The TEdit guide to sleeping well

Follow these tips for a good night's sleep

March 29, 2021

The continuation of these unprecedented times has made it difficult to have structure and routine in our everyday lives. With no surety of what the next day holds for us, it can become daunting and stressful. With little social interaction, work from home situations and gyms closed it can become difficult to stay on track. Just like exercise and a balanced diet, a good night’s sleep is vital for our health.

Anxiety and stress are at an all-time high due to social distancing rules and lockdowns. Many people are experiencing insomnia and bad night’s sleep, which can trigger greater irritability, tiredness, and difficulty concentrating, among other harms. Poor sleep patterns do have negative effects on our mind and body. It affects our hormones, brain function and productivity, cause weight gain and increase the risks of diseases. If you want to optimise your health and productivity it’s important to get proper rest to function in a healthy manner.

Avoid consumption of caffeine during late hours

This one is a given. We all know consuming caffeine has various benefits but if done at the right time. A single dose can help enhance focus, energy and performance. Research shows consumption of caffeine six hours prior to sleep can negatively impact the sleep quality. Caffeine can stay elevated in your bloodstream for 6–8 hours. Therefore, drinking large amounts of coffee after 3–4pm is not recommended, especially if you have trouble sleeping. If you do want to have caffeine trying opting for decaffeinated coffee.

Reduce long daytime naps

While powernaps are popular because they help us recharge and reset our mind and body for the rest of the day, long and irregular naptimes can negatively affect your sleep at night. Sleeping for long hours during the day will confuse your internal body clock and it would be difficult for your mind and body to know when it’s time to sleep. Long daytime naps may impair sleep quality. If you have trouble sleeping at night, its best to shorten your naps or avoid napping completely.

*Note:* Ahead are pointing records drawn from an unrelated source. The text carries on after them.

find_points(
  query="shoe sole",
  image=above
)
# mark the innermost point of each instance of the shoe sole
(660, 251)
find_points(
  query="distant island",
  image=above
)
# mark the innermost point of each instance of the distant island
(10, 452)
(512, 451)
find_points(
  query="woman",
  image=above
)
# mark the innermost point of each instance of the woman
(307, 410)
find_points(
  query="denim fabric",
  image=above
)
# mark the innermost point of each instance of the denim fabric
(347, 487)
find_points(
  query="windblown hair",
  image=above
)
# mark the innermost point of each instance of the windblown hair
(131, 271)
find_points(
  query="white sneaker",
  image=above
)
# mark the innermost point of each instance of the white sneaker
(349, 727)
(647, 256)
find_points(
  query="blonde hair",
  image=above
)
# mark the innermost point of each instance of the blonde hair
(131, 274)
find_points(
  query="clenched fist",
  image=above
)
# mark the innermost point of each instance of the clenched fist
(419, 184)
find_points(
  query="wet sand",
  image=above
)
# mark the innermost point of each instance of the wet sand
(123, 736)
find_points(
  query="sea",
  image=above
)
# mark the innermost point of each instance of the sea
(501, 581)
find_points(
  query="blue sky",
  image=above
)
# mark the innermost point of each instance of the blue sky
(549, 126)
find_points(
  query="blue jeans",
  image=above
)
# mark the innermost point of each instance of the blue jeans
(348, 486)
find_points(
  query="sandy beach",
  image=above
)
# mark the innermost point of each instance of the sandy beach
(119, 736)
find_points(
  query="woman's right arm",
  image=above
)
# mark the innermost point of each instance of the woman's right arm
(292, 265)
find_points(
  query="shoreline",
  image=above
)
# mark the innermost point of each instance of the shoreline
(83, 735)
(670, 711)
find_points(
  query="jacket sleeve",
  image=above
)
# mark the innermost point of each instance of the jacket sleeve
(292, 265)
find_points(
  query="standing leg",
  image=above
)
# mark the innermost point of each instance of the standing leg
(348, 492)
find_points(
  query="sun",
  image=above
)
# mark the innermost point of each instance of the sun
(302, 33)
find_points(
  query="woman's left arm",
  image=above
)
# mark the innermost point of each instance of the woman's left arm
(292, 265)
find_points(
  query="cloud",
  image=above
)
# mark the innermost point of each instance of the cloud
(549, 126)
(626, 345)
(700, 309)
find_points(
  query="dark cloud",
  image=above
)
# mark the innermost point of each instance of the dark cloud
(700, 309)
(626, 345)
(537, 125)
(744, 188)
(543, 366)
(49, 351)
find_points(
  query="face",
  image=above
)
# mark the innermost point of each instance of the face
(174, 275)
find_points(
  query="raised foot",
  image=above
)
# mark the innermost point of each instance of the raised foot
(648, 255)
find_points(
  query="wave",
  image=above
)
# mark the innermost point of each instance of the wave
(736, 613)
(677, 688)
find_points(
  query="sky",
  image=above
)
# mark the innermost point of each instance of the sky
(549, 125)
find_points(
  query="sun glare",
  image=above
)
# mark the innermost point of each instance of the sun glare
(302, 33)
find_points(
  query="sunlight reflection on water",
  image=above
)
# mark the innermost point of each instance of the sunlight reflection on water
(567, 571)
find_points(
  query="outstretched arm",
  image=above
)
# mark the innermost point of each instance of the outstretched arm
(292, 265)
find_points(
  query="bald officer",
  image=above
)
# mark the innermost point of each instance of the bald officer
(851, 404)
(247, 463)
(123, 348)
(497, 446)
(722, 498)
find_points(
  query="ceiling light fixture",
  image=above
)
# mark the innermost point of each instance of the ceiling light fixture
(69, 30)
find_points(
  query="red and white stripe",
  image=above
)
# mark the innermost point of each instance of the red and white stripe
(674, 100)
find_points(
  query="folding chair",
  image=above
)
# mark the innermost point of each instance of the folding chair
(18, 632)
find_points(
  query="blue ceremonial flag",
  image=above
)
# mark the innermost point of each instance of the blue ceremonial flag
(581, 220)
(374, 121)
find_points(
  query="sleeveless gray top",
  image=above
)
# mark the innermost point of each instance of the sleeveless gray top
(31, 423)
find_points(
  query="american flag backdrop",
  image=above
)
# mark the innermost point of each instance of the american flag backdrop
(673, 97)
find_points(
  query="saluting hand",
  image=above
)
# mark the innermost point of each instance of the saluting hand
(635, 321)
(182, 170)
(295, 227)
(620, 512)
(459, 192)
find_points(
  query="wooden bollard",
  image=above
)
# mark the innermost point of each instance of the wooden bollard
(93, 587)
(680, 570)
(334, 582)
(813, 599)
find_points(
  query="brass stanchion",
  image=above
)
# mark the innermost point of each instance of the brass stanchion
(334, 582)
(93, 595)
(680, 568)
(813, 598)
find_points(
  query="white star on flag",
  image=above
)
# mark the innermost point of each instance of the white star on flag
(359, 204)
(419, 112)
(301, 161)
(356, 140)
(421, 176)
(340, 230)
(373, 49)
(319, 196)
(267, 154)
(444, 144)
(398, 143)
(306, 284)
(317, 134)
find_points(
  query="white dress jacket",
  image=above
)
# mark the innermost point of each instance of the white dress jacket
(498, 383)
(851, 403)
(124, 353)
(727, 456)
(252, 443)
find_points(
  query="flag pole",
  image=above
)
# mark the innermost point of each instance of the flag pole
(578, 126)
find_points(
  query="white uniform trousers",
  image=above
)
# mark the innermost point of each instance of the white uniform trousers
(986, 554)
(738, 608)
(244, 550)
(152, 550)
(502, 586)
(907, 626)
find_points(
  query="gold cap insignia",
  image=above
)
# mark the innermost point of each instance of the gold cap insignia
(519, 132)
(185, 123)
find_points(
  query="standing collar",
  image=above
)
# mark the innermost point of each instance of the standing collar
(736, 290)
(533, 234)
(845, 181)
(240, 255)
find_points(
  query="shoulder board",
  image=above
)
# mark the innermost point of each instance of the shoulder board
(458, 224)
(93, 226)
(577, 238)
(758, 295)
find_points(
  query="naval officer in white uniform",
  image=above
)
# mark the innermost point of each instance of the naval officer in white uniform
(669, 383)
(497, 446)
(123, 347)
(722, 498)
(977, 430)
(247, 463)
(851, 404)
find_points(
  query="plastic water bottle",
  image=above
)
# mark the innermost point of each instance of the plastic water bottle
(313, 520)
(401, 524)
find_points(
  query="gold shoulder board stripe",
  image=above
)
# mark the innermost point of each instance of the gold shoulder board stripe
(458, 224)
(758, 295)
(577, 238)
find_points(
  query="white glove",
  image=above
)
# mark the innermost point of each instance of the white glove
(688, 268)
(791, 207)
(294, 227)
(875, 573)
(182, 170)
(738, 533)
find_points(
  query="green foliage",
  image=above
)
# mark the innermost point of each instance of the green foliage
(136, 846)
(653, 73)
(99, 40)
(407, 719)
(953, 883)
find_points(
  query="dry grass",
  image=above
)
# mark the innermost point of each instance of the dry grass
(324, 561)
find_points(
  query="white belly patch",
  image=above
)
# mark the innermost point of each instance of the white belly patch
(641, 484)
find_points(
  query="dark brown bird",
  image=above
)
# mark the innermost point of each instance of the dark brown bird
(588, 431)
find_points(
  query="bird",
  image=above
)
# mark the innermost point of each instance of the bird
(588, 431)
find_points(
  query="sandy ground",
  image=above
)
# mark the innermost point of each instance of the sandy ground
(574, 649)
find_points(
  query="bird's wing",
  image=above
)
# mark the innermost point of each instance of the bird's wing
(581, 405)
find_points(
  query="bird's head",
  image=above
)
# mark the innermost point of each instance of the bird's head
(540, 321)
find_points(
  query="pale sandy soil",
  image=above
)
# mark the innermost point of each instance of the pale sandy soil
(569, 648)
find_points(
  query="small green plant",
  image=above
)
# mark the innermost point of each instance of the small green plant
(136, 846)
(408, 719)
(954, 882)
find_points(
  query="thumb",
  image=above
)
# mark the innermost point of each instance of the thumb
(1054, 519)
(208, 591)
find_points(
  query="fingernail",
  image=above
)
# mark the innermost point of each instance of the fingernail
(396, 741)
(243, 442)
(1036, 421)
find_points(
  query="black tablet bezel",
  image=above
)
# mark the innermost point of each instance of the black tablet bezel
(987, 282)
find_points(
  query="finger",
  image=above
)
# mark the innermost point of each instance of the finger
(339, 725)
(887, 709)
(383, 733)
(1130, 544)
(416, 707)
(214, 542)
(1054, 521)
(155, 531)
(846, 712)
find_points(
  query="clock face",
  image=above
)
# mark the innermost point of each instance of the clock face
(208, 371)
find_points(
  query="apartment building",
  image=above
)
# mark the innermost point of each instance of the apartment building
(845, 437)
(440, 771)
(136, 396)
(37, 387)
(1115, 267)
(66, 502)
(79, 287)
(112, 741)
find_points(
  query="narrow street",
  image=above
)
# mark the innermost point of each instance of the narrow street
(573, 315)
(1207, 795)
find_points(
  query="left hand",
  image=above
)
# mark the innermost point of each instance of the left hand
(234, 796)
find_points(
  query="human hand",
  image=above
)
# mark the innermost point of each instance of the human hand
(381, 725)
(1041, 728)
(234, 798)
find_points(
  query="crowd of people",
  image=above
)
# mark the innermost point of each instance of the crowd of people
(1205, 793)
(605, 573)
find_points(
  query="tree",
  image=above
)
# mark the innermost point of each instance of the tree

Try to sleep and wake up at a fixed time

Sleeping and waking up at a fixed time will help your mind and body to register and fix your body clock which will result in improved sleep quality and help you wake up and sleep easily. If you struggle with falling asleep and waking up, the best way is to get into the habit of sleeping and waking up at a fixed time. After some time you won’t have so much troubling sleeping or waking up.

Optimise your environment

Our environment can have a big impact on sleeping quality and quantity. Temperature, noise, external lights, and furniture arrangement can all play a role in the quality of our sleep. Numerous studies point out that external noise, often from traffic, can cause poor sleep and long-term health issues. To create an environment of peace and calm should be your priority to get a good night’s rest. Optimise your bedroom environment, try to reduce any distractions such as external noise, light, and artificial lights from devices like phone screens. Make sure your bedroom is quiet, relaxing and clean.

Don’t eat late in the evening

Consumption of a large meal before bed can lead to poor sleep and hormone disruption. However, certain meals and snacks a few hours before bed may help. Make sure your stomach is not completely full. While heavy meals might help you sleep more easily for a few days, chances of an upset stomach, feeling full can all lead to unhealthy weight gain and other health problems including the quality of your sleep.

Have a pre-sleep routine

Relaxation techniques before bed have been shown to improve sleep quality and are another common technique used to treat insomnia and other sleep issues. Techniques like meditation help relax the mind and body and release stress. Other strategies like listening to relaxing music, reading a book, taking a hot bath, deep breathing, and visualisation are all great options to explore.

Take a long and relaxing bath or shower

A long and relaxing bath or shower is another popular way to sleep better. Studies indicate they help improve overall sleep quality. Alternatively, if you don’t want to take a full bath at night, simply bathing your feet in hot water can help you relax and improve sleep quality.